2.Friction/Slab Climbing
Teknik
ini semata-mata hanya mengandalkan gaya gesekan sebagai gaya penumpu.
Ini dilakukan pada permukaan tebing yang tidak terlalu vertikal,
kekasaran permukaan cukup untuk menghasilkan gaya gesekan. Gaya gesek
terbesar diperoleh dengan membebani bidang gesek dengan bidang normal
sebesar mungkin. Sol sepatu yang baik dan pembebanan maksimal di atas
kaki akan memberikan gaya gesek yang baik.
3.Fissure Climbing
Teknik
ini memanfaatkan celah yang dipergunakan oleh anggota badan yang
seolah-olah berfungsi sebagai pasak. Dengan cara demikian, dan beberapa
pengembangan, dikenal teknik-teknik berikut :
•Jamming adalah
teknik memanjat dengan memanfaatkan celah yang tidak begitu lebar.
Jari-jari tangan, kaki, atau tangan dapat dimasukkan/diselipkan pada
celah sehingga seolah-olah menyerupai pasak.
•himneying adalah
teknik memanjat celah vertikal yang cukup lebar (chimney). Badan masuk
di antara celah, dan punggung di salah satu sisi tebing. Sebelah kaki
menempel pada sisi tebing depan, dan sebelah lagi menempel ke belakang.
Kedua tangan diletakkan menempel pula. Kedua tangan membantu mendorong
ke atas bersamaan dengan kedua kaki yang mendorong dan menahan berat
badan.
•Bridging adalah teknik memanjat pada celah vertikal yang
lebih besar (gullies). Caranya dengan menggunakan kedua tangan dan kaki
sebagai pegangan pada kedua celah tersebut. Posisi badan mengangkang,
kaki sebagai tumpuan dibantu oleh tangan yang juga berfungsi senagai
penjaga keseimbangan.
•Lay Back adalah teknik memanjat pada celah
vertikal dengan menggunakan tangan dan kaki. Pada teknik ini, jari
tangan mengait tepi celah tersebut dengan punggung miring sedemikian
rupa untuk menempatkan kedua kaki pada tepi celah yang berlawanan.

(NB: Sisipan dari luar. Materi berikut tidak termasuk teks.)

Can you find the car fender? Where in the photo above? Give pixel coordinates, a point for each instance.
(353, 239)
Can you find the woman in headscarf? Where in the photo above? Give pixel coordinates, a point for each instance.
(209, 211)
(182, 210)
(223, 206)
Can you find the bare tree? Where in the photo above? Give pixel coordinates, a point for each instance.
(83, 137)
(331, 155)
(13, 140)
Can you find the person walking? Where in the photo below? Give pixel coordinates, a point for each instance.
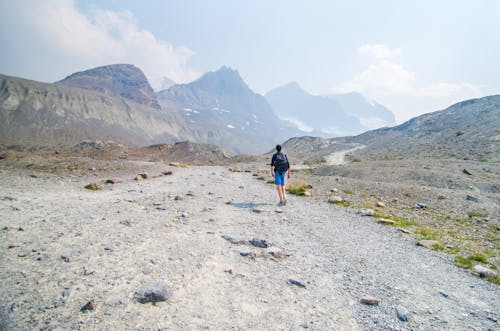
(279, 168)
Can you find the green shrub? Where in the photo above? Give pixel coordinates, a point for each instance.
(463, 262)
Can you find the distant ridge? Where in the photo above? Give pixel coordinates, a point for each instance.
(124, 80)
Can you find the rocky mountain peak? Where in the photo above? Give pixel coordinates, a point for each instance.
(224, 80)
(124, 80)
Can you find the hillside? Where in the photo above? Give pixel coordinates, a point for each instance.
(123, 80)
(33, 113)
(466, 130)
(220, 108)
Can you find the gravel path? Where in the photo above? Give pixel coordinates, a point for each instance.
(63, 246)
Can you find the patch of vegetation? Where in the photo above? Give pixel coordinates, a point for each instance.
(429, 234)
(473, 214)
(467, 262)
(400, 221)
(343, 203)
(463, 262)
(495, 279)
(93, 187)
(297, 188)
(352, 158)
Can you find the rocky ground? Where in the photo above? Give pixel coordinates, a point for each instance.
(203, 247)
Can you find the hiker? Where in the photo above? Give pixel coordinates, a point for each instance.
(279, 167)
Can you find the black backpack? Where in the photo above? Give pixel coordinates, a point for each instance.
(281, 162)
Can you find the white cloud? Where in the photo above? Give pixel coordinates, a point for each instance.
(300, 125)
(56, 30)
(380, 77)
(396, 87)
(379, 51)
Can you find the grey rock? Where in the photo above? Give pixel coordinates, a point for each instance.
(296, 283)
(403, 313)
(370, 300)
(420, 206)
(89, 306)
(233, 240)
(262, 243)
(481, 271)
(157, 292)
(65, 257)
(472, 198)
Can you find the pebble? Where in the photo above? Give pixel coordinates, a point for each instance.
(65, 257)
(370, 300)
(296, 283)
(89, 306)
(157, 292)
(403, 313)
(262, 243)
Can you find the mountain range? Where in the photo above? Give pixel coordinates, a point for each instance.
(328, 116)
(117, 103)
(467, 130)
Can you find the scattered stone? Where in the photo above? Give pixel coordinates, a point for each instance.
(126, 223)
(296, 283)
(335, 199)
(429, 244)
(444, 294)
(42, 257)
(252, 255)
(481, 271)
(276, 253)
(367, 212)
(157, 292)
(113, 181)
(89, 306)
(262, 243)
(403, 313)
(234, 241)
(385, 221)
(420, 206)
(65, 257)
(141, 176)
(472, 198)
(177, 164)
(93, 187)
(66, 293)
(369, 300)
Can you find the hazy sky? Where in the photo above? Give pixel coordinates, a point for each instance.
(412, 56)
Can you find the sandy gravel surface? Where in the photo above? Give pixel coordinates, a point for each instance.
(62, 246)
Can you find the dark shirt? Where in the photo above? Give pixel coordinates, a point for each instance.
(273, 160)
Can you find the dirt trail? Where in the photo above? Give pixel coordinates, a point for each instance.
(191, 230)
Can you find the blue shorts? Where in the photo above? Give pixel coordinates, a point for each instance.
(279, 178)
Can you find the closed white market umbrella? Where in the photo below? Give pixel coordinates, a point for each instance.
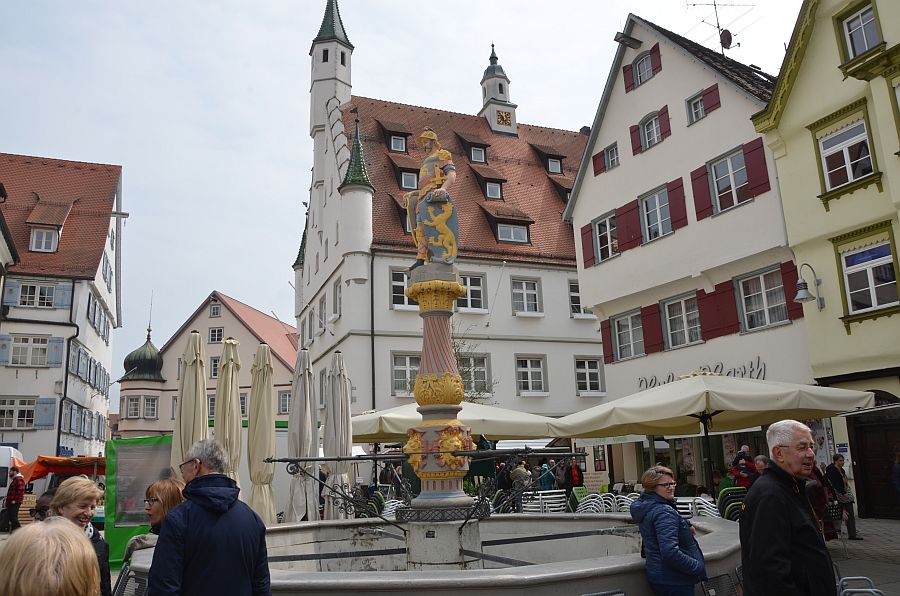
(191, 413)
(227, 420)
(303, 441)
(338, 435)
(261, 436)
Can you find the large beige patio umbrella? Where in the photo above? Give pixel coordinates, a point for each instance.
(337, 440)
(227, 421)
(303, 441)
(261, 436)
(191, 414)
(492, 422)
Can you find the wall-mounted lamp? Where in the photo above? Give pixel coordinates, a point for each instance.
(803, 294)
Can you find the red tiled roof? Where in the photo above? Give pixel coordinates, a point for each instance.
(89, 188)
(528, 189)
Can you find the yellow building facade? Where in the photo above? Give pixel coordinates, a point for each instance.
(833, 125)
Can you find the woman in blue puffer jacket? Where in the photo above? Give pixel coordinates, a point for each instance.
(674, 561)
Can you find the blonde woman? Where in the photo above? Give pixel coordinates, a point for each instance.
(52, 557)
(76, 499)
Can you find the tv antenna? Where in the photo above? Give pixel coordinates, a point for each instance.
(726, 37)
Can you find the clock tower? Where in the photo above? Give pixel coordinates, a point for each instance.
(499, 111)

Tangan menarik ke belakang dan kaki mendorong ke depan dan kemudian
bergerak naik ke atas silih berganti.
Teknik-teknik lain yang sering digunakan dalam pendakian tebing adalah :
•Hand
Traverse adalah teknik memanjat pada tebing dengan gerak menyamping
(horizontal). Hal ini dilakukan bila tempat pegangan yang ideal sangat
minim dan memanjat vertikal sudah tidak memungkinkan lagi. Teknik ini
sangat rawan, dan banyak memakan tenaga karena seluruh berat badan
tergantung pada pegangan tangan. Sedapat mungkin pegangan tangan dibantu
dengan pijakan kaki (ujung kaki) agar berat badan dapat terbagi lebih
merata.
•Mantelself adalah teknik memanjat tonjolan-tonjolan
(teras-teras kecil) yang letaknya agak tinggi, namun cukup besar dan
dapat diandalkan untuk tempat berdiri selanjutnya. Kedua tangan
dipergunakan untuk menarik berat badan, dibantu dengan pergerakan kaki.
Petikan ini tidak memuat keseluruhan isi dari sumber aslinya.